Arbill sued firms Millennium Environmental Services and water testing firm QC Inc. around the time that the Glenwood Avenue plant closed. Those case files might’ve further detailed the contamination. But records from both cases, ID numbers 050100627 and 040502763, have since been destroyed.

 PA DEP granted Spirit News an appointment to review state records on Arbill’s Glenwood Avenue site later this month. We’ll publish information from that review in a follow-up of this article.

Arbill

Photo Caption: Street view of the building on the 2200 block of West Glenwood Avenue./Laura Evangelisto

UPDATE

In an e-mail, PA DEP has explained that the leak resulted from “poor handling practices of the process tanks, lines and washers.” Dangerous chemicals released in unknown amounts at the site include but aren’t limited to Stoddard Solvent, or paint thinner.

A state inspector in 2012 observed groundwater presence of the following chemicals in amounts that exceeded state-enforced limits at the Glenwood Avenue site:

acetone ethylbenzene 1.1-dichloroethane tetrachloroethylene
chloroform 1.3.5-trimethylbenzene bis(2-ethylhexyl) vinyl chloride
napthalene benzene 4-methyl-2-pentanone cs-1.2-dichlorethene
methylene chloride 2-butanone toluene trichloroethylene

State officials identified “chronic release[s] from the entire system,” not just the storage tanks.

A company called Compliance Management International handles most of Arbill’s on-site cleanup. Phil Gray, an employee of that firm, responded on Arbill’s behalf to Spirit’s questions about the contamination.

Gray in an e-mail wrote that Arbill,

has been conducting site investigation and remediation activities at 2207 Glenwood Avenue since January 2009 under the direction of the [PA DEP]… Arbill Industries has complied with all requests by the PA DEP for additional data and anticipates closing this case in the near future.

Arbill installed three underground storage tanks at the site in 1982. Together, those three tanks held about 8,000 gallons of hazardous material. The firm in 1999 dug them up and stored them above ground, inside the facility until the laundering operation’s 2006 closure.

PA DEP determined that Arbill employees dug the tanks up without proper certification. The firm “has been out of compliance with Department requirements for a number of years,” according to a 2000 state report.

Another state inspector in 2005 found the “containment structure, for all three aboveground tanks, is not sound due to a number of cracks.

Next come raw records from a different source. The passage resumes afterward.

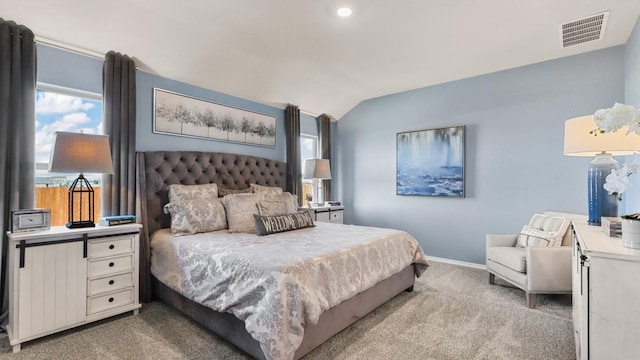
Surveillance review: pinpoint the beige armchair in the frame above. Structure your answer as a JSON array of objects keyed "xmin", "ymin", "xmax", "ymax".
[{"xmin": 486, "ymin": 211, "xmax": 586, "ymax": 308}]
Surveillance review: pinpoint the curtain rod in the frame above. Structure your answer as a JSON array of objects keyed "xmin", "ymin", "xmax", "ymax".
[{"xmin": 35, "ymin": 35, "xmax": 105, "ymax": 60}]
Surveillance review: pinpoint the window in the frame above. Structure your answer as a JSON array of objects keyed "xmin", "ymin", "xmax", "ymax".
[
  {"xmin": 35, "ymin": 84, "xmax": 102, "ymax": 226},
  {"xmin": 300, "ymin": 134, "xmax": 318, "ymax": 206}
]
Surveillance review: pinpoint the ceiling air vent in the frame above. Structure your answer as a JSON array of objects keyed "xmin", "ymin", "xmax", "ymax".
[{"xmin": 560, "ymin": 11, "xmax": 609, "ymax": 47}]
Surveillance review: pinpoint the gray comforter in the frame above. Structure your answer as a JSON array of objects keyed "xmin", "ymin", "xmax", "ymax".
[{"xmin": 151, "ymin": 223, "xmax": 428, "ymax": 360}]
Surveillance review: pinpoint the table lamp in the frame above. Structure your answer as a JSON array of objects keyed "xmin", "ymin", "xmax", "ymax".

The integrity of the containment structure has been compromised for some time now. Problems with the containment area were identified in several inspections.”

The tank system more generally bore visible “structural damage due to flooding and problems with damaged structural supports.”

The “tank supports are broken off,” another inspector wrote. “Dents are present,” they continued,

in the top of the tank from pressure when the tank was lifting [sic.] upwards from recent flooding conditions in the containment area. There is coating failure on the nozzles and shell. Most of the nozzles and piping are bent… The containment also has numerous cracks where moisture or the product can ingress or egress.

PA DEP during a 2004 walk-on inspection observed a “drainpipe with liquid flowing out near [a] dumpster. Liquid was cloudy and dark brown in color… [and] was flowing on asphalt under the dumpster and into a drain.”

Arbill had difficulty with record-keeping and monitoring at this site until its 2006 closure. The firm’s president was at that time “unable to provide manifests for hazardous waste shipments,” according to another state report.

Inconsistent groundwater monitoring presented “a problem for properly characterizing the site,” according to a 2012 PA DEP inspection.

Arbill on their website claims, “We view sustainability as our commitment to the environment, society, the economy, our employees and the communities we serve.”